# Matlab "Linear Model" of a Pendulum via Euler's Method

Tags:
1. Nov 16, 2016

### Morgan Chafe

In my problem the linear modal is defined as the first term in the series expansion of $\sin(x)$ so:

$$\sin(x) = x - \frac{x^{3}}{3!}+\dots$$

$\sin(x) = x$ is the linear modal.

So with this, I then have to write $\frac{d^{2}x}{dt^{2}} = -\sin(x)$ as a system of $x^{\prime}$ and $y^{\prime}$, so:
$$x^{\prime} = y$$
$$y^{\prime} = \sin(x)$$

I tried the linear modal in Euler's method, with initial conditions X(1) = 1 and V(1)=0 :

Code (Text):
for i = 1:1000
V(i+1) = V(i)-(1.*s) ;
X(i+1) = V(i);
end
Where s is the step size. But apparently I'm supposed to get a circle when I plot V with respect to X which makes sense, but all I get is a straight line.

If I change it to:

Code (Text):
for i = 1:1000
V(i+1) = V(i)-(X(i).*s) ;
X(i+1) = V(i);
end
With s=0.8 I get a spiral, which looks like a development but I'm no closer to the circular shape that I am expecting. I think I just need a fresh pair of eyes to see where perhaps an obvious error lies.

2. Nov 18, 2016

### Staff: Mentor

In your example the sin(x) = x approximation has the understanding that x is in radians and that its true for small angles <10 degrees or so.

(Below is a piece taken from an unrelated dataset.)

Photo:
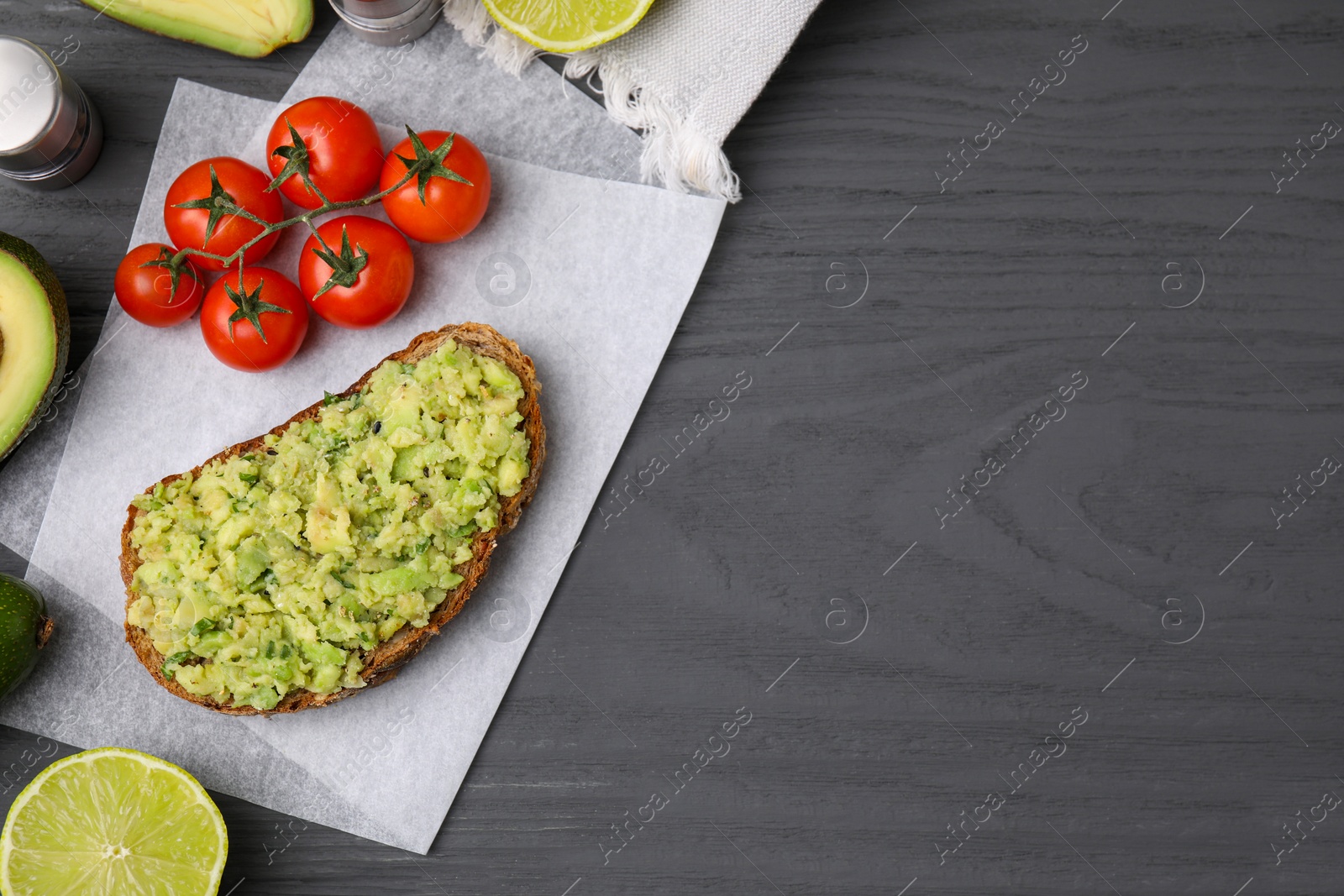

https://en.wikipedia.org/wiki/Small-angle_approximation

Also I'd try to hand calculate things or better yet have the computer print out x(i) and v(i) so you can see where it goes wrong.

EDIT:

I looked at your example, and it does produce a line by hand calculation the V goes 0.0 to -0.1 to -0.2 ... while the X values do the same but more abruptly 1, 0.0, -0.1, -0.2 ...

To get a circle, wouldn't V have to be something like $V(i+1) = sqrt(1.0 - x(i)*x(i))$
and then it wouldn't work when x(i) > 10 degrees?

Last edited: Nov 18, 2016